Is Kate Spade Racist?
Hey guys, one of my loyal readers sent this in and I wanted to share her story with you all so that we can have a conversation about racism in retail management, particularly in Ottawa, something that I’ve experienced as well. Please note, the asterisk (*) indicates that the name of the individuals involved have been changed to protect their identities.
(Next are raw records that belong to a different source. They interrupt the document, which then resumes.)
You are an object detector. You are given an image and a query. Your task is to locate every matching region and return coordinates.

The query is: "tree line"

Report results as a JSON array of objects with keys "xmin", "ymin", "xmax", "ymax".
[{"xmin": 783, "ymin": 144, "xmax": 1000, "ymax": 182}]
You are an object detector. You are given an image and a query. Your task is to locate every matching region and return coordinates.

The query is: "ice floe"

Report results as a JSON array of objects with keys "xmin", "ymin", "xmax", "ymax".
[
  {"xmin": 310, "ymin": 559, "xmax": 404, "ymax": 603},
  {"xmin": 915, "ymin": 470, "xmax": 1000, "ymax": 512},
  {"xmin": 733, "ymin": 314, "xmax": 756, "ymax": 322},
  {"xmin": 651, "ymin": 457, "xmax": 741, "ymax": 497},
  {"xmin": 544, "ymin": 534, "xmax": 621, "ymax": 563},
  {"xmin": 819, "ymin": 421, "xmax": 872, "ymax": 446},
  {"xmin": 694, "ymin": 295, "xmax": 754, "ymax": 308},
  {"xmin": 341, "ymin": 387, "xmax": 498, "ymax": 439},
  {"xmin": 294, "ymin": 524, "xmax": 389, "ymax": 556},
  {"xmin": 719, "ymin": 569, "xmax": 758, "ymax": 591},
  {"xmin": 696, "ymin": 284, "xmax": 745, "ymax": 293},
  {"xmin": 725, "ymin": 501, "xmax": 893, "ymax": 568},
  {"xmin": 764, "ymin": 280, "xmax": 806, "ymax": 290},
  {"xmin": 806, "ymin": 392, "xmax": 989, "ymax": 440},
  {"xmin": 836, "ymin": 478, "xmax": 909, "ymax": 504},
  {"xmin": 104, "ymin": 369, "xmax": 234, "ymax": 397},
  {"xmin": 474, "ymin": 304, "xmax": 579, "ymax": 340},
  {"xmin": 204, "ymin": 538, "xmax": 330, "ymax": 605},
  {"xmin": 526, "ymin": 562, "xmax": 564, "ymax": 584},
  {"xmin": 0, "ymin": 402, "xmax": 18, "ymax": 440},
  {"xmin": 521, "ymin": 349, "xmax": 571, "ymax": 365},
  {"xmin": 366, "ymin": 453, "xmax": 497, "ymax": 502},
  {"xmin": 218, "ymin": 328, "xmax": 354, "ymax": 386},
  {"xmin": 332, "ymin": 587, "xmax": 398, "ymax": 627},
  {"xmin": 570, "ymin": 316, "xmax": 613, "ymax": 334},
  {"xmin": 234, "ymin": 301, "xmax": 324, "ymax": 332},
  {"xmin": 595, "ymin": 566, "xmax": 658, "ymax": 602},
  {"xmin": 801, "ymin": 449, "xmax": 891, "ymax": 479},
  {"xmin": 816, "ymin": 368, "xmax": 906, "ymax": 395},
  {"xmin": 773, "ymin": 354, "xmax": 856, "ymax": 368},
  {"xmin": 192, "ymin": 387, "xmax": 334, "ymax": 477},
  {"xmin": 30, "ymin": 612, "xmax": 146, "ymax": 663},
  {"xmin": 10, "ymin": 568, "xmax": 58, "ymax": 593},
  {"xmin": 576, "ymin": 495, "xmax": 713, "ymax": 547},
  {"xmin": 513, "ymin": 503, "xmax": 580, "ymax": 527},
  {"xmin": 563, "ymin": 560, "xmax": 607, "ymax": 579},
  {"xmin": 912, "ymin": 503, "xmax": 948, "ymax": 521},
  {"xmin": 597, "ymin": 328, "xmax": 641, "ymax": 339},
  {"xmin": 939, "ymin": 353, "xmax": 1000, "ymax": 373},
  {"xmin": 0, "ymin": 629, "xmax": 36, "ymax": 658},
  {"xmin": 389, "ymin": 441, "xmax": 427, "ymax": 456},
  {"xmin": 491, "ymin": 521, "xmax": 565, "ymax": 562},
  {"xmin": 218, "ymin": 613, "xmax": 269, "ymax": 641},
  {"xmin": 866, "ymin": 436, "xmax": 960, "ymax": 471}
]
I wanted to share my story with you in hopes of preventing it from happening to someone else. Not too long ago I received a phone call from a district manager for Kate Spade regarding a management position at their newly opened Ottawa store. The phone interview went swell by all accounts and I was promptly invited for a formal interview two days later. Being that I already have a full-time job, I agreed to interrupt my work schedule because she was flying in for the day from Toronto to do interviews. Since I work in the west end of the city, I had to travel 30 minutes by bus to meet her downtown. In order to make sure that I got there on time, I asked to leave work 45 minutes early, which as you can imagine had caused conflict. I knowingly took this risk based on how enthusiastic Michelle* was to meet with me on such short notice.
When I got downtown, it started pouring so I had to take a taxi to the location. I had never met Michelle* before that day so after I arrived at the coffee shop I called the Kate Spade store at Yorkdale in Toronto to ask for her description. After I noticed who she was, I sat down and waited for her to finish the interview she was doing. By that time, she had also noticed me and based on the time could tell I was there to meet her. This would also be the first time she became aware of the fact that I was a Black woman as our initial conversation was by phone. Well, Michelle* made me wait almost 40 minutes without acknowledging my presence and that was the first red flag that something was wrong. I didn’t think much of it then until I sat down with her and she immediately told me she had a plane to catch so could not conduct the interview.
I kept it professional and smiled through the whole ordeal hoping that my instincts were wrong. In an effort to give her the benefit of the doubt, I waited a few days before reaching out to her again at the Yorkdale location. When I called the store the following week to speak with her, I was placed on hold and then asked to identify myself. After I did, I was placed on a brief hold and then told that Michelle* couldn’t take my call because she was in a meeting and would be for the remainder of the day. I then left my full name and contact information for her to call me back and I never heard from her again. That was almost two months ago before the Kate Spade store opened at the Rideau Centre.
The other day, while walking through Rideau, I decided to stop and check out the store. Not only was I not greeted by any of the staff but I was also the only Black person in the store. On top of that, to my surprise, Michelle* was there and she completely ignored me. We made eye contact when I entered the store and on my way out of the store and both times she quickly looked away to avoid having a conversation with me. After that last encounter, I realized my skin color was an issue and that Kate Spade was not an equal opportunity employer.”